At that point, McAfee says, there will be two reasons for AI applications to run on your PC, rather than in the cloud. “There will be a point in time where those models reach a level of maturity or reach a practical application where it becomes the right step for the developer to quantize that model and to put it on, you know, local AI accelerators that live on a mobile PC platform for, you know, the battery life benefits,” he said.
Adam Taylor/IDG
The other reason? Security, McAfee added. It’s likely that as AI is integrated into business life, that businesses and even consumers will want their own private AI services, so that their personal or business data doesn’t leak into the cloud. “I don’t want a public-facing instance scanning all of my email and documents, and potentially using that,” he said. “No.”
Software’s responsibility
McAfee avoided disclosing what he knew of Microsoft’s roadmap as well as the speculation that Windows 12 may be more closely integrated with AI. Consumer AI applications may include games, such as NPCs that have intelligent conversations, rather than scripted dialogue.
“I think that’s going to be the key,” McAfee said. “Over the next three years, the software and user experiences have to have to deliver that value, and move this from a really exciting, emergent technology that’s just making its way into the conversation on PCs into something that potentially is rather transformational,” he said.

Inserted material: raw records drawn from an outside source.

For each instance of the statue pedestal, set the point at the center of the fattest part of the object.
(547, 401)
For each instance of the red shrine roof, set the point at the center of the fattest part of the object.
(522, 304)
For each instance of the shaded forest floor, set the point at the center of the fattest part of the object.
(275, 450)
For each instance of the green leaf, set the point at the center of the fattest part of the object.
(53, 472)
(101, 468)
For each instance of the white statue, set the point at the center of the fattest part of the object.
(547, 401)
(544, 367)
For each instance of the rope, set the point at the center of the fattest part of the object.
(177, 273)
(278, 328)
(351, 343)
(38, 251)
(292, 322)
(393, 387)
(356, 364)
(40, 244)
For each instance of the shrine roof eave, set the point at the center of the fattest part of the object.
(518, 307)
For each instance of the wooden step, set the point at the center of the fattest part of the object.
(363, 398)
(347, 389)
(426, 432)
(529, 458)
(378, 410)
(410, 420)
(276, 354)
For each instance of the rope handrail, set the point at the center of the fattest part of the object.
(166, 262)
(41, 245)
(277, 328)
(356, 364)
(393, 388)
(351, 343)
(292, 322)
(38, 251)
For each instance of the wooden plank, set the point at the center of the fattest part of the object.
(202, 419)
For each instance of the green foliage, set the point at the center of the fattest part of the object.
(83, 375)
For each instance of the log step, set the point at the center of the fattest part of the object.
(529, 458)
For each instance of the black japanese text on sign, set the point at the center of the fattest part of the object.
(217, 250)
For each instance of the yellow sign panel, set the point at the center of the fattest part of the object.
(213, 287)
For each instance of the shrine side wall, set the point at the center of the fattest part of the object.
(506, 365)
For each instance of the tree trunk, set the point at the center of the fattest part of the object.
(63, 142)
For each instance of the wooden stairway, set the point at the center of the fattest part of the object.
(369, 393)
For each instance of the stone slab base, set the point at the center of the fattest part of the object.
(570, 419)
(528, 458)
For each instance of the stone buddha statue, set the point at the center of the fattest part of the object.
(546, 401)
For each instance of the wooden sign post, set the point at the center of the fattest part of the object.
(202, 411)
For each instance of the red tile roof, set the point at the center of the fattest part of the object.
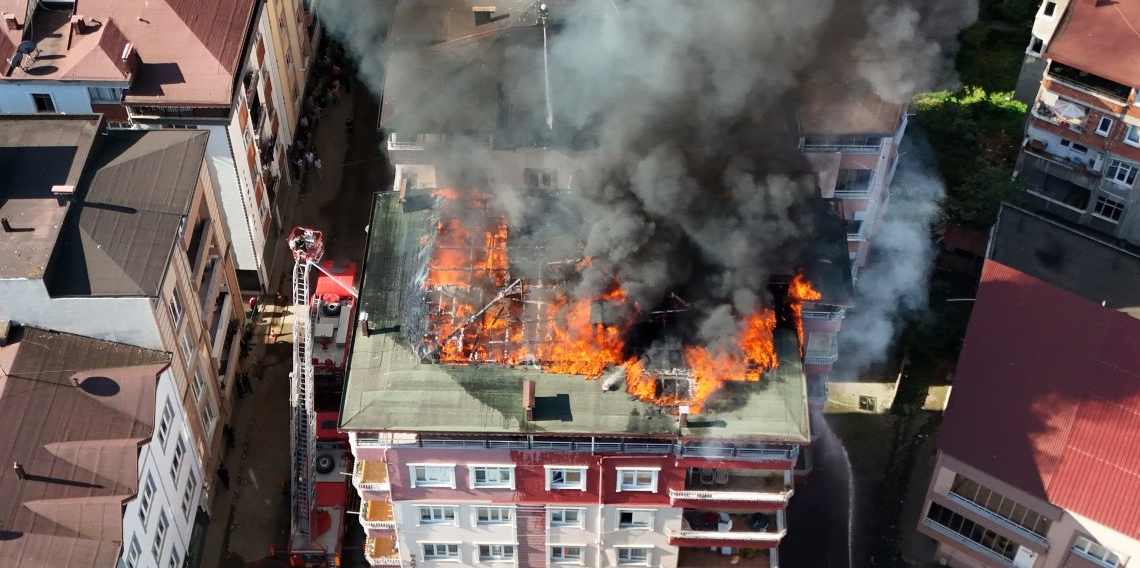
(1089, 29)
(1047, 397)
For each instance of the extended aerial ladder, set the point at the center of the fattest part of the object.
(308, 248)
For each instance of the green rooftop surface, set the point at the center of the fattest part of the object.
(389, 389)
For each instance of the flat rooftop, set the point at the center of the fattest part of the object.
(37, 153)
(1089, 27)
(390, 389)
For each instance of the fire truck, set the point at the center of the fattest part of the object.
(320, 459)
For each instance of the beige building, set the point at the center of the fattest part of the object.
(119, 236)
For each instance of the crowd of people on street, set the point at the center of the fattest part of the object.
(330, 81)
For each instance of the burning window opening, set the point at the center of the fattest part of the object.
(479, 313)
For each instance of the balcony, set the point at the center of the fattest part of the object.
(371, 476)
(1089, 82)
(709, 528)
(732, 487)
(376, 516)
(740, 558)
(381, 551)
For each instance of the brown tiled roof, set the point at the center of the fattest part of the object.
(75, 411)
(1100, 37)
(1047, 397)
(188, 50)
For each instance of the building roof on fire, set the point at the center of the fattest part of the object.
(1080, 262)
(75, 412)
(1047, 397)
(388, 388)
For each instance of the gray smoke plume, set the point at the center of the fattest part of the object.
(691, 181)
(894, 282)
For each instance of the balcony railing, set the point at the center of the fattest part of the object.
(681, 449)
(781, 496)
(726, 535)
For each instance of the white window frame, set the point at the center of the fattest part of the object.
(447, 557)
(634, 513)
(441, 518)
(432, 483)
(1132, 136)
(168, 418)
(501, 484)
(561, 559)
(146, 498)
(580, 513)
(501, 557)
(629, 560)
(1106, 130)
(133, 552)
(551, 470)
(636, 472)
(494, 514)
(160, 534)
(1084, 546)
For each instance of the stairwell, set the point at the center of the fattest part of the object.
(530, 526)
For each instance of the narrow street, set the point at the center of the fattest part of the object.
(250, 525)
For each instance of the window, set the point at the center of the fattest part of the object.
(1121, 172)
(629, 556)
(132, 552)
(1132, 137)
(635, 518)
(1104, 126)
(1093, 551)
(493, 476)
(160, 534)
(146, 498)
(43, 103)
(176, 559)
(494, 514)
(198, 382)
(540, 178)
(636, 480)
(192, 485)
(176, 464)
(168, 416)
(976, 534)
(566, 478)
(567, 517)
(104, 94)
(432, 476)
(1000, 505)
(436, 551)
(1108, 209)
(437, 514)
(566, 554)
(490, 552)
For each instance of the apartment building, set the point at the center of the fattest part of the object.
(1081, 151)
(103, 472)
(224, 66)
(117, 235)
(1034, 469)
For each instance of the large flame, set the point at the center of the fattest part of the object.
(471, 324)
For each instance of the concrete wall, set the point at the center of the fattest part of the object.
(155, 461)
(16, 98)
(122, 319)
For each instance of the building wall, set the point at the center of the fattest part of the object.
(70, 98)
(122, 319)
(155, 460)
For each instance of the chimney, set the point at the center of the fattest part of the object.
(528, 398)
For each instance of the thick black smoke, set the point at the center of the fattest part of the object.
(681, 120)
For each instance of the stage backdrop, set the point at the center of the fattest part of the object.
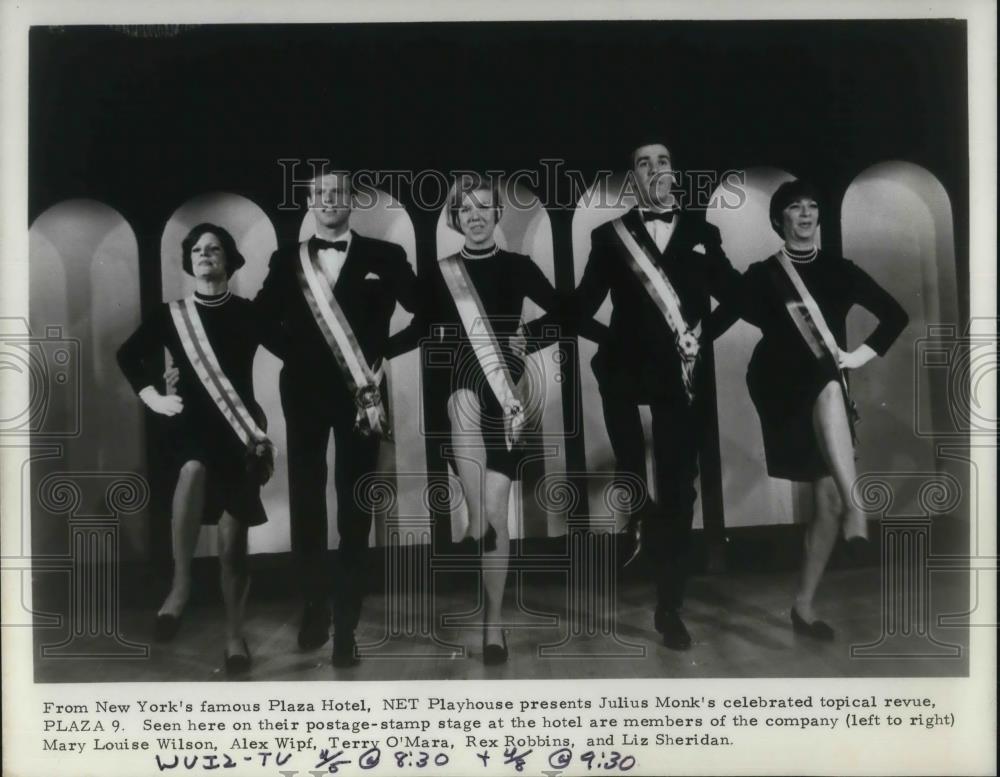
(524, 228)
(749, 495)
(84, 288)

But, McAfee added, AMD, Intel, Qualcomm, and the rest of the hardware industry can’t be solely responsible for the success or failure of AI.
“Ultimately for this to be successful… It really boils down to, you know, does the software live up?” McAfee said. “Does the software and the user experience live up to the hype? I think that’s going to be the key. Over the next three years, the software and user experiences have to have to deliver that value, and move this from a really exciting, you know, sort of emergent technology that’s just making its way into the conversation on PCs, into something that it potentially is rather transformational to the way that we think about performance, and devices, and how we use them.”